How is glTextureBarrier() doing when it comes to performance, is it an improvement compared to FBO binding/unbinding?


Thanks.

Alfonse Reinheart
10-17-2017, 09:01 AM
How is glTextureBarrier() doing when it comes to performance, is it an improvement compared to FBO binding/unbinding?

If it wasn't cheaper than changing the FBO, why would they bother adding it?

CaptainSnugglebottom
10-17-2017, 11:03 AM
If it wasn't cheaper than changing the FBO, why would they bother adding it?


I wasn't even sure if I needed it. Now that I know I do, I wonder about its performance.

kRogue
10-20-2017, 02:16 AM
glTextureBarrier is essentially a cache flush; So essentially that means all render caches are flushed to video memory and the texture caches are invalidated.

Also note that doing glTextureBarrier() means that any given draw call must NOT have any overlapping pixels and if two draw calls overlap in screen space, then a glTextureBarrier needs to be between them.

If one wants to have one's fragment shader read from the surface of a framebuffer -at- the location of its invocation, I (personally) prefer to use GL_ARB_shader_image_load_store together with GL_ARB_fragment_shader_interlock, but that can have negative consequences as well (on some platforms, lossless color buffer compression is disabled on a surface if one access the surface through GL_ARB_shader_image_load_store and the interlock forces ordering in screen space which can be ungood too for performance).

There is also, for GLES, the extension GL_EXT_shader_framebuffer_fetch. If you are using Mesa with Intel hardware, one can enable this in GL (with a different extension name) if one is willing to hack the driver.

CaptainSnugglebottom
10-20-2017, 09:17 AM
glTextureBarrier is essentially a cache flush; So essentially that means all render caches are flushed to video memory and the texture caches are invalidated.

Also note that doing glTextureBarrier() means that any given draw call must NOT have any overlapping pixels and if two draw calls overlap in screen space, then a glTextureBarrier needs to be between them.

If one wants to have one's fragment shader read from the surface of a framebuffer -at- the location of its invocation, I (personally) prefer to use GL_ARB_shader_image_load_store together with GL_ARB_fragment_shader_interlock, but that can have negative consequences as well (on some platforms, lossless color buffer compression is disabled on a surface if one access the surface through GL_ARB_shader_image_load_store and the interlock forces ordering in screen space which can be ungood too for performance).

There is also, for GLES, the extension GL_EXT_shader_framebuffer_fetch. If you are using Mesa with Intel hardware, one can enable this in GL (with a different extension name) if one is willing to hack the driver.

So that basically means that I can't any of the reduced draw call techniques with a single FBO?

Alfonse Reinheart
10-20-2017, 03:32 PM
So that basically means that I can't any of the reduced draw call techniques with a single FBO?

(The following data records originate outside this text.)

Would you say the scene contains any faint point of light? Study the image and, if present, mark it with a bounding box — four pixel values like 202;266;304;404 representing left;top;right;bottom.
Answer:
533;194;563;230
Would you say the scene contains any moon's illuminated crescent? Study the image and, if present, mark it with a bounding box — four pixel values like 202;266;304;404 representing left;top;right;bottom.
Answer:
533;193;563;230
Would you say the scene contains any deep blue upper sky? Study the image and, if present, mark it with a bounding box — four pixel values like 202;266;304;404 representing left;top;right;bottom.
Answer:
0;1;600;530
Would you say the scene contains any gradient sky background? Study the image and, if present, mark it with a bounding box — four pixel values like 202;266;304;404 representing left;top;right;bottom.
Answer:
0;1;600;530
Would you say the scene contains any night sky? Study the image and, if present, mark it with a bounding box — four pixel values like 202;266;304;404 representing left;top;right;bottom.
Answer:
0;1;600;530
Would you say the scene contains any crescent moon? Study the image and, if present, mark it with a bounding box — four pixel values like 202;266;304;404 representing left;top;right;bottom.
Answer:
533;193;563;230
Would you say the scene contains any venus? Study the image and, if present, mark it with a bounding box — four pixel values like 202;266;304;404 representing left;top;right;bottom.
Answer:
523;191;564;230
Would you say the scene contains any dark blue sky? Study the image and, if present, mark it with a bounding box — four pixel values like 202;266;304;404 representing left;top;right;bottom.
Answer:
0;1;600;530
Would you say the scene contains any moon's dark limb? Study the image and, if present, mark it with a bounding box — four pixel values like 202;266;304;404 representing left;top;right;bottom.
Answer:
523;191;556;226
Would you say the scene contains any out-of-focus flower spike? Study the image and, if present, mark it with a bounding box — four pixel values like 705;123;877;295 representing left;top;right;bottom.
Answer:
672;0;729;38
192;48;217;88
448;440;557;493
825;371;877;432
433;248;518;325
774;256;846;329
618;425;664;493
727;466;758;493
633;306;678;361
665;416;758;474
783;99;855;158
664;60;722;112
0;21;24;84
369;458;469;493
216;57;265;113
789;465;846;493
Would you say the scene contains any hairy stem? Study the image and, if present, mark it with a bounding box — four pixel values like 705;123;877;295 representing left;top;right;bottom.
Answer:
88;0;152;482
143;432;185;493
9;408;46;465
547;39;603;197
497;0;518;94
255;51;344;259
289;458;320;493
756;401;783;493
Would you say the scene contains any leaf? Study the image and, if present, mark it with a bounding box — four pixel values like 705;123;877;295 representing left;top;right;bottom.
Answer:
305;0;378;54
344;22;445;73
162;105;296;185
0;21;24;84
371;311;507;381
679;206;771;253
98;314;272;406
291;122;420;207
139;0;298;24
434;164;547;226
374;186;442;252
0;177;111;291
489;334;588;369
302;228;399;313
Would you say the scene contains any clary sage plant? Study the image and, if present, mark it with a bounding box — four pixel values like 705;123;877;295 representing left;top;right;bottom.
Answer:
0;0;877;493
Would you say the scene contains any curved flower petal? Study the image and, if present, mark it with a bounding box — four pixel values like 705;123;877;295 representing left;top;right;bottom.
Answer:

If by "reduced draw call techniques", you're talking about things like instancing, AZDO and the like, sure you can. So long as all of the stuff between barriers never overlaps anything else in that series of draws.

Read/modify/write operations are not cheap. They're not things you should do willy-nilly, and they're usually not something you do . Most such techniques involve full-screen passes, where AZDO techniques are essentially irrelevant.

Also, ARB_fragment_shader_interlock exists for dealing with similar circumstances. But only some hardware supports it.

CaptainSnugglebottom
10-21-2017, 10:15 PM
Thanks for the heads up. I will keep that in mind.